Guten Morgen. Ich stehe jetzt vor der schweren Entscheidung, was für ein Medikament ich nehmen soll. Zur Auswahl stehen: Beta-Interferon 1x alle 2 Wochen), Betaferon (ist das wirklich was anderes? ) und Copaxone (3x pro Woche). Die Beipackzettel sind ja gruselig und ich überlege ernsthaft erstmal abzuwarten. Denn der bisher einzige Schub den ich hatte, war ja wirklich gering. Da weiß ich nicht was schlimmer ist, ein weiterer leichter Schub oder diese Nebenwirkungen (klar, niemand weiß wann und wie der nächste Schub kommt). Zum Teil sind Nebenwirkungen dabei, die man mit den Präparaten ja genau vermeiden möchte, wie zb Gefühlsstörung der Haut… Nimmt jemand was von den oben genannten?

Hi Naddy,

hast du die gesicherte Diagnose MS oder steht noch die Diagnose CIS?

Grüße
Lucy

Man sprach von Anfang an von MS, schon seit den MRTs. Liquor und Blut waren aber unauffällig

Hi Naddy,

da dir nur drei von mehreren Medikamenten genannt worden sind, gibt es hier mal eine komplette Übersicht.

Aktuelle Übersicht über die Studien zu den Medikamente:
http://www.ms-netz-hamburg.de/wp-content/uploads/2014/06/ISDIMS_Immuntherapien-MS_Neufassung_Maerz_2013.pdf

Im Grunde zeigt diese Broschüre auf, wie schlecht die Zulassungsdatenlage von MS Medikamenten ist.

Wichtig ist, keiner kann dir sagen, welches vielleicht wirkt oder nicht, oder welche Nebenwirkungen vielleicht bei dir auftreten.

Jeder hat seine eigene MS.

In dieser Broschüre sind fast alle aktuellen zusammengefasst:
http://www.kompetenznetz-multiplesklerose.de/images/stories/PDF_Dateien/kknms_handbuch_gesamtausgabe_verknpft_20160914_webfrei.pdf

Aktuell sind für die schubförmige MS (milder Verlauf) folgende Wirkstoffe zugelassen:

  • Avonex, Rebif , beides Interferon Beta 1a und (Plegridy) Peginterferon Beta 1a.
    Das Plegridy ist das gleiche wie Avonex, aber in Polyethylenglycol verpackt, somit wird es langsamer freigesetzt.
    Das Interferon Beta 1a entspricht dem körpereigenen Interferon Beta.
    Polyethylenglycol ist ein biologisch abbaubarer Kunststoff.

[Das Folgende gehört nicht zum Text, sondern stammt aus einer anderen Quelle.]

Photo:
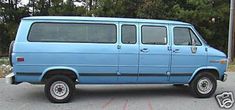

  • Betaferon und Extavia beides Interferon Beta 1b, das ist ein Interferon das neben dem körpereigenen noch einen Anhang hat.

Bei den Interferonen ist nur wichtig, je selterner die gespritzt werden, um so heftiger sind die Nebenwirkungen beim Spritzen. Zu den einzelnen Stoffen kannst du hier auch viel nachlesen.

http://www.kompetenznetz-multiplesklerose.de/images/stories/PDF_Dateien/kknms_patientenaufklrung_interferon-beta_2015_frei.pdf

  • Copaxone ist ein Glatirameracetat das ist ein Gemisch synthetischer Polypeptide aus den Aminosäuren Glutaminsäure, Lysin, Alanin und Tyrosin (GLAT). Es gibt es täglich und 3x die Woche.

http://www.kompetenznetz-multiplesklerose.de/images/stories/PDF_Dateien/kknms_patientenaufklrung_glatirameracetat_2015_frei.pdf

  • Tecfidera mit Dimethylfumarat als Wirkstoff, dazu kannst du im Forum viel lesen, und ganz so risikoarm wie gedacht ist es auch nicht.
    Am Anfang wurde es als fast Nebenwirkungsfreie MS Therapie verkauft, aber nun gab es schon mehrere Todesfällen wegen einer PML. Unter dem ähnlichen Medikament Fumaderm gibt es schon mehrer PML Fälle. Pharmakologen ordnen Tecfidera als Immunsuppressiva ein, die Neurologen als ehr harmlosen Modulator. Gerade bei Folgetherapien kann diese Unterscheidung sehr wichtig sein.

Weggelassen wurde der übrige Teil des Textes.